Entre a grande parte dos problemas imagináveis para um filme de super-heroi, qual você acharia o mais provável? Piadinhas péssimas por conta da falta de timing cômico? Um roteiro fraco por não conseguir decidir por onde encaminhar sua narrativa? Uma trilha sonora genérica? Cenas de ação também genéricas? Ou tudo isso junto? Em Adão Negro há um pouco de tudo isso mencionado acima, mas a parte mais perturbadora é um roteiro burro, assinado por Adam Sztykiel, Sohrab Noshirvani e Rory Haines. Ao que dei o nome de síndrome do roteiro revisionista.
Aqui temos a clássica cena de origem (neste caso, do poder) e, na sequência, o renascimento (no nosso caso, o nascimento) do herói. É desde este momento inicial que se cria uma ideação estúpida pelo roteiro, que não sabe o que quer contar, sobre a aspiração libertária e identitária de um povo de Kahndaq e qual seria o papel dos herois em meio a isso.
Até chegar em um determinado ponto constrangedor em que um garoto, vestido com uma capa que remete nada menos que os Estados Unidos e a OTAN, dá a coragem que faltava àquele povo, fadado pela sua inferioridade de não ter nascido em terra estadunidense.
E como o cinema hollywoodiano nos ensina, quem melhor para salvar um povo do que os EUA?
O problema de Adão Negro é seu péssimo roteiro
No entanto, por incrível que pareça, esse é o menor dos problemas em Adão Negro. Porque como eu disse, o roteiro sofre de uma dificuldade absoluta: a de decidir o que quer contar. E de quando decide, não tem pudor em voltar atrás. Fico curioso para saber o processo criativo deste filme.

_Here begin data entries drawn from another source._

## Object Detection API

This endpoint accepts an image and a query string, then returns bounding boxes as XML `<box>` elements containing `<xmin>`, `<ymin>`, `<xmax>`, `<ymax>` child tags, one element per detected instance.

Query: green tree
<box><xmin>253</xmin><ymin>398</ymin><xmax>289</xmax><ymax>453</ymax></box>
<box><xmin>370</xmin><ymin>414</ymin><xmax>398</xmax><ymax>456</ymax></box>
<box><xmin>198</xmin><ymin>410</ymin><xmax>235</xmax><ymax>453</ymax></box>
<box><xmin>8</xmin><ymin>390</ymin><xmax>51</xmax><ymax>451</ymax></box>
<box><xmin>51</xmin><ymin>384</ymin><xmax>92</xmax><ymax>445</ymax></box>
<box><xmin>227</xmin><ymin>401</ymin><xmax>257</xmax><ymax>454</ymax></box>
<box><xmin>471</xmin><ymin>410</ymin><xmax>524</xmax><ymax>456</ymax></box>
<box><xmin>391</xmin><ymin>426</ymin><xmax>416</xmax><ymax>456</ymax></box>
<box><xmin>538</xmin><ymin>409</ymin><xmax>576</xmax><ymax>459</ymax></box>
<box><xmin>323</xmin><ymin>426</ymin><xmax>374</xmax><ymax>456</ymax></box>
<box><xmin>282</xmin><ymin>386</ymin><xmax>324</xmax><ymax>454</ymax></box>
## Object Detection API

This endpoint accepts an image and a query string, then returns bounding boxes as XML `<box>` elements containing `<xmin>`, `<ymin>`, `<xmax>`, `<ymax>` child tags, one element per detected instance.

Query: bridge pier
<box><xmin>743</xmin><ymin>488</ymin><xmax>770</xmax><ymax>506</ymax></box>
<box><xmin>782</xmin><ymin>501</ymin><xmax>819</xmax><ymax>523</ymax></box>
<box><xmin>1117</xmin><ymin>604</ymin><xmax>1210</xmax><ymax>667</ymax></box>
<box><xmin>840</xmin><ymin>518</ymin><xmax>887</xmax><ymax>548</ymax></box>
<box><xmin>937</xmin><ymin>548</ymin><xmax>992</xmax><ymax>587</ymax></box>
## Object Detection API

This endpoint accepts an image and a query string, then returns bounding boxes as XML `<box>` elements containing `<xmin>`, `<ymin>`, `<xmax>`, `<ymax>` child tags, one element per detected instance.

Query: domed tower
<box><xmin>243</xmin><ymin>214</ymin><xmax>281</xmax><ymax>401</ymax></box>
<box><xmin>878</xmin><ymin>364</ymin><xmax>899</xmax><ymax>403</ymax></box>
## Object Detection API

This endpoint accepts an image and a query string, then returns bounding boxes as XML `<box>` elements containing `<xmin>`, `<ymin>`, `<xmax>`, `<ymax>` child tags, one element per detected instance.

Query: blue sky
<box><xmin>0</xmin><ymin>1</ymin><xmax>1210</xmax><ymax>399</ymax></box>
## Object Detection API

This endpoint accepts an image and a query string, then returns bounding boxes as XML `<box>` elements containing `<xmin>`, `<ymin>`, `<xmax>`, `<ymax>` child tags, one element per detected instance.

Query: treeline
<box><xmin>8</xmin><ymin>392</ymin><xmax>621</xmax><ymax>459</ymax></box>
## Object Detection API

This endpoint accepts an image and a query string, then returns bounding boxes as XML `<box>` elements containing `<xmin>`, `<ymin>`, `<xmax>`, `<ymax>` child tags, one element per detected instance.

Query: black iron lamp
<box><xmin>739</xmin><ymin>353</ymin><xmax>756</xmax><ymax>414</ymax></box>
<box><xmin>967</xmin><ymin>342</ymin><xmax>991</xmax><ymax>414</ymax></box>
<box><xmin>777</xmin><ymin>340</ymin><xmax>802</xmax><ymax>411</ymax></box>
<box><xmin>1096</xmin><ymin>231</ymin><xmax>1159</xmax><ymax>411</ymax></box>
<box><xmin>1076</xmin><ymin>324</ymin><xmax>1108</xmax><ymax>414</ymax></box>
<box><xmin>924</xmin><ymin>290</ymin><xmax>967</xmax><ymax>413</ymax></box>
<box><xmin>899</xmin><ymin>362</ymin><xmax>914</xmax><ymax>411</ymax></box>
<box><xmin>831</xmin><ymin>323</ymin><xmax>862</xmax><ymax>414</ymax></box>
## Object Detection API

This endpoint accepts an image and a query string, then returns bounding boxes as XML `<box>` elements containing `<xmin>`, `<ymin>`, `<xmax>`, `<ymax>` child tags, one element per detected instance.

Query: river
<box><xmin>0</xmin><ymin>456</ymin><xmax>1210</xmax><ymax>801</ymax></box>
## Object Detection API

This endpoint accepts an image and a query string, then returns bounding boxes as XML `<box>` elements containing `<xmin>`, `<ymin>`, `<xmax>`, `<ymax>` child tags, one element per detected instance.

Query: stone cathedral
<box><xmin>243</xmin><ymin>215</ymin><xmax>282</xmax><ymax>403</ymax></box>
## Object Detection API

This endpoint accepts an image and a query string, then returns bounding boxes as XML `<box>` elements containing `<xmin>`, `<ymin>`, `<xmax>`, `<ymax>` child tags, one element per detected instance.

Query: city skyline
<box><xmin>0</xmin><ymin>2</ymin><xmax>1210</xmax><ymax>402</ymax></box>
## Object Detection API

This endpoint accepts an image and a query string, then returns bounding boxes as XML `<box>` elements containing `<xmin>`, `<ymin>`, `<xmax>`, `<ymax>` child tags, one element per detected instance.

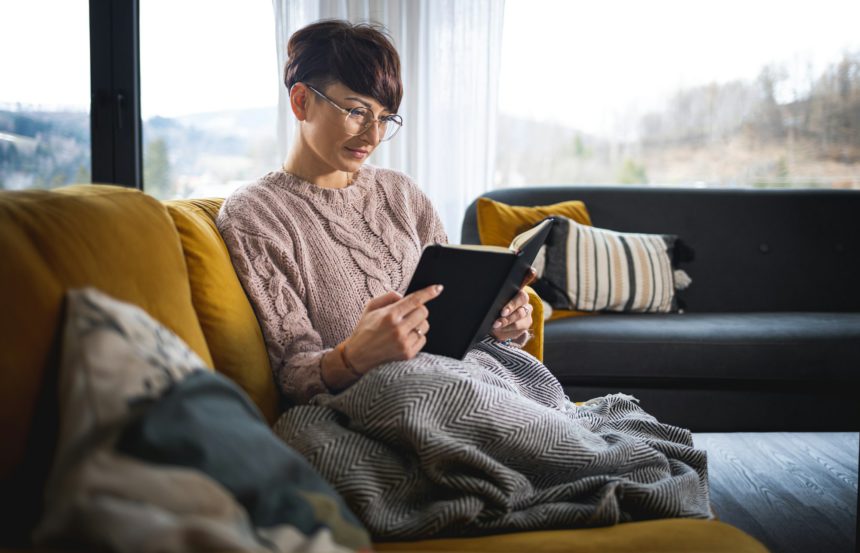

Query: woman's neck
<box><xmin>284</xmin><ymin>141</ymin><xmax>353</xmax><ymax>188</ymax></box>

Deve ser semelhante a quando eu tento desenhar alguma coisa.
Por conta disso, é necessário avisar aqui que, a partir deste ponto, a crítica terá spoilers. Veja abaixo dno último parágrafo.
SPOILERS
O primeiro ponto em que o roteiro dá uma informação ao espectador e volta atrás, é o mais compreensível, e claramente pode ser uma ferramenta narrativa, como a é em várias outras metragens. Falo sobre o momento em que o espectador descobre que aquela história de origem não era sobre Teth-Adam, e sim sobre seu filho, o que apenas surge como um apelo emocional forçado do meio para o final do filme, sem nenhuma construção cabível ou crível até este ponto. Mas vamos lá, temos por relevar este primeiro, ainda existem outros pontos ainda piores.

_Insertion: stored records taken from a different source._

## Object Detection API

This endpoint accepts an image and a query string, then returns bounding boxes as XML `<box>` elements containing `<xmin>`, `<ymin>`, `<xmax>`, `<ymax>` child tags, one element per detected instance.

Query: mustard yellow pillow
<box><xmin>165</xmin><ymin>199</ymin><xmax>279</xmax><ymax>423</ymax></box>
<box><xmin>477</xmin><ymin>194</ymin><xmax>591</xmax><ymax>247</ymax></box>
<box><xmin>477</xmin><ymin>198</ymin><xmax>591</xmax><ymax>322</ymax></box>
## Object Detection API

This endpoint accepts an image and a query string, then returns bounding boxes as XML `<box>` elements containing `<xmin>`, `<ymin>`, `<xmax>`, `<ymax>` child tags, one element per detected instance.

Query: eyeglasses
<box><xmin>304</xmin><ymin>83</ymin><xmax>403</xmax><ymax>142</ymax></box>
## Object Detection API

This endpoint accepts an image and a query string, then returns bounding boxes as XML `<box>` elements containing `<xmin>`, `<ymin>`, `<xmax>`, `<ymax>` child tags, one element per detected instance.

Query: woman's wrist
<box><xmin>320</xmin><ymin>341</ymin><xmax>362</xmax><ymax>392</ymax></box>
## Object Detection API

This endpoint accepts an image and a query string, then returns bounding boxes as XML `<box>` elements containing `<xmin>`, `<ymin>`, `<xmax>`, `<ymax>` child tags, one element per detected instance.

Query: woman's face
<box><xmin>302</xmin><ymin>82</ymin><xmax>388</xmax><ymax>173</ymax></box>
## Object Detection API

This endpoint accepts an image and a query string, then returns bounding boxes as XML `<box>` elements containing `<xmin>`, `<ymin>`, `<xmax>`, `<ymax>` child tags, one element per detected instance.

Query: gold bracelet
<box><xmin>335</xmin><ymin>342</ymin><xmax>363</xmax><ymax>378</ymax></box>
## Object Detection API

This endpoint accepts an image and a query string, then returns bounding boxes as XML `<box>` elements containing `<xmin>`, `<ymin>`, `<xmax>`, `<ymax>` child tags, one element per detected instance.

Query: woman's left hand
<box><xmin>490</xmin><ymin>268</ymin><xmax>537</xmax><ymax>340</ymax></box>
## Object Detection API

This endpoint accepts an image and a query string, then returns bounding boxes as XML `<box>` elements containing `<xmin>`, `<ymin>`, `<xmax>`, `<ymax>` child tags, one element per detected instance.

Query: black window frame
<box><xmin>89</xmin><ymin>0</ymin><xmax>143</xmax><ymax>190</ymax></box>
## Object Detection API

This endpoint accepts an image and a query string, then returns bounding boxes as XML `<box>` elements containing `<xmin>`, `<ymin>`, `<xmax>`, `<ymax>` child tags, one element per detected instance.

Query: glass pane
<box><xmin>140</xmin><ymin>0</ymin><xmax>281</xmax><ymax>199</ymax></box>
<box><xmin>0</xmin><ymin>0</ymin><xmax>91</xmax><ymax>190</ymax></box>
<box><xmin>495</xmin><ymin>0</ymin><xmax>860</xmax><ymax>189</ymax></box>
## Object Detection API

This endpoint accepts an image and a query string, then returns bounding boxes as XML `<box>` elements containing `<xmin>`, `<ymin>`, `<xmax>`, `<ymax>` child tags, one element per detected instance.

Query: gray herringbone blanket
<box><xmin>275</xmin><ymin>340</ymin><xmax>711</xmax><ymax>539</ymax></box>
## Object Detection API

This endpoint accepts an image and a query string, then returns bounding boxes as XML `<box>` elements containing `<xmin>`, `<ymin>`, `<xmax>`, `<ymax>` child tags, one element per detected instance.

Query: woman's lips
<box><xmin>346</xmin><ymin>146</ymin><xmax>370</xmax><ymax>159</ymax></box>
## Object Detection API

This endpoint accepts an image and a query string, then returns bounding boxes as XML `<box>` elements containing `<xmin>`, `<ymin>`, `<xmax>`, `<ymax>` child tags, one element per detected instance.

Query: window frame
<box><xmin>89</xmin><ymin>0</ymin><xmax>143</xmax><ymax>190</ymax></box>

Durante uma boa parcela do filme uma frase genérica é entoada por vários personagens. Ela remete a 5 mil anos atrás e à coroa de Sabbac que dá poderes ao seu portador. Diz-se que “a vida é o caminho para a morte” a inscrição dentro do ornamento.
O que não fazia sentido nenhum no contexto da metragem. Em determinado momento — o mais conveniente, claro — o roteiro muda a frase para “a morte é o caminho para a vida”, e continua não fazendo sentido nenhum. O único sentido é o de ter sido uma péssima ferramenta para explicar como o vilão do filme ganharia seus poderes no terço final do filme.
Porém o momento mais simbólico do “revisionismo” no texto de Adão Negro é uma passagem em que fica clara a falta de tato com o ritmo do filme. Quando o filme parece ter resolvido o destino do personagem, e a cena se encaminha para o final, decidem “por que não mais 20 minutos de filme?”, e cria-se, baseado em um revisionismo escrachado de um roteiro indeciso, a base para todas essas decisões bizarras. O que resulta em um dos piores textos que já vi em um filme de super-heroi. E para melhorar, tem piadinhas!
Fora isso, as cenas de ação são bem produzidas, principalmente por conta dos efeitos visuais. Destaque muito forte para os efeitos visuais agradabilíssimos da magia de Doutor Destino. E principalmente para Pierce Brosnan. Por ter que ficar carregando o capacete do personagem durante o filme inteiro...
Observa-se em Adão Negro uma junção do que, para mim, é quase um emblema dos filmes com Dwayne “The Rock” Johnson. Um pipocão que, se você se preocupa minimamente com buscar algum sentido na narrativa, uma boa atuação, ou algo que o valha, sairá naturalmente frustrado. Acredito que esses filmes são feitos só para The Rock assistir enquanto estiver malhando ou algo assim. Adão Negro foi tão ruim como esta piada.